Fueron dos sobresaltos en La Rioja entre los que medió un abismo. Por un lado, el suceso de los dos menores de ocho y doce años que decidieron lanzarse a la aventura desde Oyón y, por otro, el asunto de los bachilleres que asaltaron los ordenadores de sus profesores para hacerse con los exámenes y venderlos a veinte euros.
La travesura de los niños alaveses fue precisamente eso, una niñería. Ignorando las consecuencias que conllevaba (en su búsqueda intervinieron la Ertzaintza, la Policía Local de Logroño, la Guardia Civil y la Policía Nacional), los chavales se desplazaron hasta Logroño ejerciendo precozmente el derecho a la libertad de movimiento al que sólo accederán cuando cumplan la mayoría de edad.

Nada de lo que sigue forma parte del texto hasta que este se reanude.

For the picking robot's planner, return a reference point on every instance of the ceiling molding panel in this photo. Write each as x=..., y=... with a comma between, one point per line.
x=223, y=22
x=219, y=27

Su escapada tuvo un final feliz y, por la tranquilidad de sus familias, cabe desear que hayan extraído alguna valiosa lección para el futuro.
Sin embargo, no puede calificarse de chiquillada lo ocurrido con el avispado ‘cartel’ de traficantes de pruebas académicas. Desde el centro se asegura que «los menores no habían intentando lucrarse con los exámenes», pero lo cierto es que, en lugar de compartir los ejercicios con sus colegas de forma altruista, cobraban dinero por ello, cumpliendo la regla de oro de la economía de mercado: gastar muy poco (vale con tener conexión con Internet y notables habilidades informáticas) para producir un bien (mal en este caso) y obtener así un beneficio.
Tampoco ellos, como los pequeños de Oyón, midieron el alcance de su acción. Porque su actitud no se limitó a la esfera privada y a la vergüenza a la que expusieron a sus familias. En su ‘hazaña’ comprometieron innecesariamente el prestigio de su colegio, que hará bien en aplicar el reglamento interno con el máximo rigor y sin miramientos. Ellos tampoco los tuvieron con sus profesores y con los compañeros que se dejan los huevos estudiando.